Talvez a mais famosa e mais variada das quatro, esta lenda urbana consegue ser rastreada até à Alemanha, apesar de aparecerem versões em que ela se passa em Inglaterra, Irlanda, Suécia, etc.

Uma senhora rica, tendo falecido de forma repentina, é levada para a cripta da família, onde é depositada estando trajada com o seu mais belo vestido, embelezada pelas suas criadas, que lhe arranjaram os cabelos e lhe colocaram as jóias favoritas; entre elas, um sumptuoso e ostensivo anel.
As portas fecham-se, a noite cai e um sacristão ganancioso entra de mansinho para roubar as jóias do cadáver. Incapaz de retirar o anel do dedo inchado da senhora, o sacristão puxa de uma faca e tenta cortar o dedo para poder levar o anel.
A dor causada pelo rude golpe é tal que a mulher, não estando efectivamente morta, desperta do torpor profundo em que caíra e, dando um grito, senta-se no caixão.
Com o susto, acreditando que a ressurreição do cadáver é obra divina, o pecador sacristão cai morto no chão.
A mulher, assustada, envolta na sua mortalha faz o caminho de regresso a casa, sem perceber o que lhe aconteceu. Bate à porta e vê-se confrontada pelo marido e restante família que, julgando-a morta, pensa tratar-se de um fantasma, de um truque do demónio e recusa-se a franquear-lhe a porta e ceder-lhe entrada.


Os Jovens Amantes

Esta também é uma história que aparece relatada em diversas fontes, sempre apresentando o caso como real, enunciando até as famílias a que pertenciam os jovens amantes.
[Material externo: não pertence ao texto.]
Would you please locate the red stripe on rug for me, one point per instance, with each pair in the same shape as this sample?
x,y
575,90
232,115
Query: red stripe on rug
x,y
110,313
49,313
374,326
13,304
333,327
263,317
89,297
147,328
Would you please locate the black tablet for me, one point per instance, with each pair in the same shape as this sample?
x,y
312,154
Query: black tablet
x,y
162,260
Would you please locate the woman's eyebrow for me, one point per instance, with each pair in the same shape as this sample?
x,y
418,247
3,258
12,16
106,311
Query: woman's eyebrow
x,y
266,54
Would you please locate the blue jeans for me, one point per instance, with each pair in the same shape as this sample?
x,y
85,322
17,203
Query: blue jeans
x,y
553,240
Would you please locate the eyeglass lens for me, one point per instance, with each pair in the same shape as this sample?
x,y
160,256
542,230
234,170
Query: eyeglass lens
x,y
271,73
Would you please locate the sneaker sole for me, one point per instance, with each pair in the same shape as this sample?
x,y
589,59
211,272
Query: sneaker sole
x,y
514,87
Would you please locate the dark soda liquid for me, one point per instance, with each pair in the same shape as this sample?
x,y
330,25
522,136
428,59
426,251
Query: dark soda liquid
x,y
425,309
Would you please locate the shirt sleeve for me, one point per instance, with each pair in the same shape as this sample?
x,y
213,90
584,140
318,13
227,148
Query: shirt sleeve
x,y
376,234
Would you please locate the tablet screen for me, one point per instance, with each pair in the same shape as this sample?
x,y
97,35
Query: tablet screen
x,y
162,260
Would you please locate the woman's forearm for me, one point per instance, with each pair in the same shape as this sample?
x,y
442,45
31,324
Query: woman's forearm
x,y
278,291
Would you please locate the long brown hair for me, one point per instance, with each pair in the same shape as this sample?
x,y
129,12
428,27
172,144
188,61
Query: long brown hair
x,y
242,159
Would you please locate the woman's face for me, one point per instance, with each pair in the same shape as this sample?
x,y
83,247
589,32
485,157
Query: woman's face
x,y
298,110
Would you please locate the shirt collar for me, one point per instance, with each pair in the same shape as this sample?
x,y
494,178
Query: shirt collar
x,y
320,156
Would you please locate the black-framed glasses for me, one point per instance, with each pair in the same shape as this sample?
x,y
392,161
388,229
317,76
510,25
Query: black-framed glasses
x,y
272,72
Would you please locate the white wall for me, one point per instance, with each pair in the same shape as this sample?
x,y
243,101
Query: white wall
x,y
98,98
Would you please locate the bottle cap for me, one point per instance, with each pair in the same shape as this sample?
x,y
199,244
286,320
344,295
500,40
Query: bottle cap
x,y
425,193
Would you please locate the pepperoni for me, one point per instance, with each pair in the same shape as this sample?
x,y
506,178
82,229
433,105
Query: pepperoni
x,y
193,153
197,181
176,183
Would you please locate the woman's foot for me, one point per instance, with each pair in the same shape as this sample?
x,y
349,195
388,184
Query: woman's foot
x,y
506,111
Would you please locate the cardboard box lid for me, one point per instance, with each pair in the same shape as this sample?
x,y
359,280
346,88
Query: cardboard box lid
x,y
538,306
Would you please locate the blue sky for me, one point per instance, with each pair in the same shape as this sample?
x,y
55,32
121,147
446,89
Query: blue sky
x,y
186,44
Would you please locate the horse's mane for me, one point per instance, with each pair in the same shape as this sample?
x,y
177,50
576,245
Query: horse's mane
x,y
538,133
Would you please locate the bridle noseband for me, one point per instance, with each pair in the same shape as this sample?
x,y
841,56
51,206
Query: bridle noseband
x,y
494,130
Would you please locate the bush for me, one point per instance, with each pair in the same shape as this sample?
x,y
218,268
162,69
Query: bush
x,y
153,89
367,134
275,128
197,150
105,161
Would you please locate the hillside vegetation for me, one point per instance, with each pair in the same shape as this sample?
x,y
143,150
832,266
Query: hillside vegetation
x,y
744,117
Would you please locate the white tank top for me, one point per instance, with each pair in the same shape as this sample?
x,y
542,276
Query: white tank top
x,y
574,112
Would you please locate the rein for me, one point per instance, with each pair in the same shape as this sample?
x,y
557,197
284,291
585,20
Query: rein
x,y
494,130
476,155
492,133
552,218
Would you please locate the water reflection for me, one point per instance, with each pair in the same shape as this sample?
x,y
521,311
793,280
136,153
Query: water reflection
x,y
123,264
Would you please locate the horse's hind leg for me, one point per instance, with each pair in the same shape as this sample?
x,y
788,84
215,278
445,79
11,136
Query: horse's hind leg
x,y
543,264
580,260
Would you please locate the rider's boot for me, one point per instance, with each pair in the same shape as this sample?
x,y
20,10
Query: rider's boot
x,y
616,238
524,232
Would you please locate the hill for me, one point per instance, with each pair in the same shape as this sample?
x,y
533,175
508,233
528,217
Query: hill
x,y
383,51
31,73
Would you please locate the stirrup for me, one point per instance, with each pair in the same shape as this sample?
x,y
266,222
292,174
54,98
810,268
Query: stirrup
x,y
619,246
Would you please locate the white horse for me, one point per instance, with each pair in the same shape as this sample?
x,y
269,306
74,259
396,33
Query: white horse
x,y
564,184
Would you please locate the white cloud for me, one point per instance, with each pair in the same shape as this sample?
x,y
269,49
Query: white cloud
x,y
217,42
Impedida de casar por amor, obrigada pelos pais a casar com um nobre rico, mas velho, uma jovem donzela acaba por morrer de desgosto, sendo inumada na capela da família.
Durante a noite, o amante abandonado entra na capela para um último adeus e acaba por encontrar a sua amada ainda viva, acabada de acordar dentro do caixão.
Receosos de serem descobertos e perseguidos pelo noivo indesejado, os jovens amantes partem para outra cidade onde se apresentam com outro nome e podem assim viver em paz.
Alguns dias depois, ao visitar a capela, os pais e o noivo da jovem encontram o caixão aberto e vazio.


O Monge Lascivo

Uma das histórias mais elaboradas diz respeito a um monge necrófilo.
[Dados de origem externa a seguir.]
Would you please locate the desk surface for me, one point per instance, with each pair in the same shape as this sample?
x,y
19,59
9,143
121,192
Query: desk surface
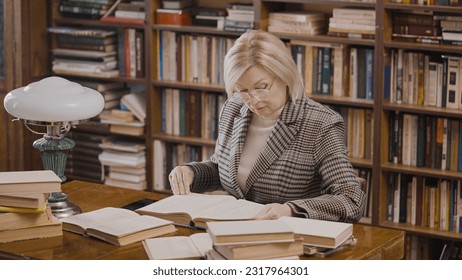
x,y
373,242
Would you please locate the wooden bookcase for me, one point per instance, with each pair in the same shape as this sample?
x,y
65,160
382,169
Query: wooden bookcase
x,y
25,56
381,109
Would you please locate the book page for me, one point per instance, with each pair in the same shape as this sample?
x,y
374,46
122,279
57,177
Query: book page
x,y
202,241
95,218
171,248
127,225
234,210
243,228
313,227
193,204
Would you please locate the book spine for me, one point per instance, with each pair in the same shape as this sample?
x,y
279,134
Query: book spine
x,y
326,70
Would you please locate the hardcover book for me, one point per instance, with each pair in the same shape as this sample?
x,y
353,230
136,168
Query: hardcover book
x,y
50,229
117,226
261,251
319,233
11,220
32,200
193,247
250,232
36,181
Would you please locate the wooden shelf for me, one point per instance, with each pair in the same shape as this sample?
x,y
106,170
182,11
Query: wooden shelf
x,y
421,171
422,231
185,140
418,109
187,85
343,101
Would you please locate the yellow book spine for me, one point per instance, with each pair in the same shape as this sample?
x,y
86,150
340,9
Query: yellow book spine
x,y
40,209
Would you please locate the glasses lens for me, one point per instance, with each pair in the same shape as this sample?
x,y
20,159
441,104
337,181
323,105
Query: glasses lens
x,y
260,94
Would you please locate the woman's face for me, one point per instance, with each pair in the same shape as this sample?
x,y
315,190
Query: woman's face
x,y
261,91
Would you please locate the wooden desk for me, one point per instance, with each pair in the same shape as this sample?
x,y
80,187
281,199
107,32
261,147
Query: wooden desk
x,y
373,242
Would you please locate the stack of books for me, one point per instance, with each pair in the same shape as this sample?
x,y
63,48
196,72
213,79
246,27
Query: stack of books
x,y
131,10
233,232
129,117
352,23
117,226
24,213
174,12
112,91
85,52
240,17
253,240
230,240
128,170
83,160
321,237
214,17
297,23
126,11
420,28
451,27
85,8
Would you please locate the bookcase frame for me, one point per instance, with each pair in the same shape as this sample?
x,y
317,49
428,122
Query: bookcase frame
x,y
381,108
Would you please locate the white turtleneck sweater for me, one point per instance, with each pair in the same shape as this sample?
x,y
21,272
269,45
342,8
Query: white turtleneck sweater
x,y
255,140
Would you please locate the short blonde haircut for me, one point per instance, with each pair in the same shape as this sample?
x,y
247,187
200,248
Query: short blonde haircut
x,y
265,50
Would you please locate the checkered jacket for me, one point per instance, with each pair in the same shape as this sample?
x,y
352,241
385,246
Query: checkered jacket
x,y
304,163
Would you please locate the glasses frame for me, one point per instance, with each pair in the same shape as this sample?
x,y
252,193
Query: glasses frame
x,y
259,94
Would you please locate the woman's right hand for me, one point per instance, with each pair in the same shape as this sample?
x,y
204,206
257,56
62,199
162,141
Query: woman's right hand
x,y
181,179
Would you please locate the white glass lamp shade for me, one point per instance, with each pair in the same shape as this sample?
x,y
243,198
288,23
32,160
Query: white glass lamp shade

A caminho do convento, um jovem monge toma abrigo numa taberna e é confrontado com o luto profundo do estalajadeiro, que vela a jovem filha morta numa dos aposentos do estabelecimento.
Choroso, o taberneiro pede ao monge que reze pela alma da filha, deixando-o sozinho com o cadáver.
O monge, encantado com a beleza da rapariga, acaba por violar o cadáver, partindo apressadamente na manhã seguinte.
Antes de enterrarem a jovem, o pai percebe que esta ainda respira e pouco depois ela é reanimada. Mais tarde, sem ter conhecimento do que se passou com o monge, a jovem dá conta que espera uma criança.
Meses depois, o monge regressa à estalagem, onde encontra a rapariga viva e com um filho nos braços. Confessando ao estalajadeiro a sua indiscrição durante o velório, o monge acaba por abandonar o hábito e casar com a rapariga.


O Anatomista Descuidado

Apesar de inicialmente esta lenda estar associada a um anatomista em especial, o reputado Andreas Vesalius, rapidamente foi difundida, variando o anatomista e a nacionalidade da paciente.
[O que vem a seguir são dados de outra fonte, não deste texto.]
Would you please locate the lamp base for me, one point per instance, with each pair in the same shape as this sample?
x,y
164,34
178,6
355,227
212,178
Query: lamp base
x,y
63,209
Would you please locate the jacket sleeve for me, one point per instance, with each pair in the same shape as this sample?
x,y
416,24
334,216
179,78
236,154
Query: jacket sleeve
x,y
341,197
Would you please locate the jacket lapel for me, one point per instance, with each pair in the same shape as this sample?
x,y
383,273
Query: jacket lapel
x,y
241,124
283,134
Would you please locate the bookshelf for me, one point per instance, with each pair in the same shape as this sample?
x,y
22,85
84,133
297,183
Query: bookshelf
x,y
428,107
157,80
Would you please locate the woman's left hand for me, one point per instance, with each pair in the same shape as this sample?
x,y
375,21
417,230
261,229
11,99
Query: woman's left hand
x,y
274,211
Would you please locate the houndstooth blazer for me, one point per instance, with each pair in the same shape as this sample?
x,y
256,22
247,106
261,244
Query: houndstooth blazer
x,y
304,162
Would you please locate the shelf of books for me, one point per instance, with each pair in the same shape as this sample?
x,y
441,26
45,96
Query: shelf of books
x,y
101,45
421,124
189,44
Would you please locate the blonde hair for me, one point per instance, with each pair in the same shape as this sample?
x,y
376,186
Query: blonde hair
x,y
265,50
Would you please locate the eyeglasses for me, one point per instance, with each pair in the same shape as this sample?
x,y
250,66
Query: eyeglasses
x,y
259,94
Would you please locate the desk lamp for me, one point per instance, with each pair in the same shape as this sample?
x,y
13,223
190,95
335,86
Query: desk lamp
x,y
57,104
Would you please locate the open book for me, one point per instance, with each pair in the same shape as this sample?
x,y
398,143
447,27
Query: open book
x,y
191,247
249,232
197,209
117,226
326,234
Originalmente, conta-se que Vesalius foi consultado por uma paciente espanhola que lhe disse estar a sentir-se mal, apresentado um estranho quadro de sintomas. Antes que o médico fosse capaz de identificar a maleita e tentar curar a paciente, esta morreu. Intrigado, o anatomista serviu-se da sua reputação para convencer a família a permitir-lhe efectuar uma autópsia.
Rodeando a mesa de dissecação, toda a família foi surpreendida pelo coração batente do cadáver, percebendo assim que esta estava a ser autopsiada viva, e assistindo ainda, impotentes, aos últimos batimentos cardíacos e a grito lancinante que cortou o ar, antes da doente espanhola falecer definitivamente.

Este mito urbano assombrou os anatomistas do século XVIII e XIX que, apesar de preferirem sempre um corpo fresco, não pretendiam dissecar um tão fresco ao ponto de ainda estar vivo.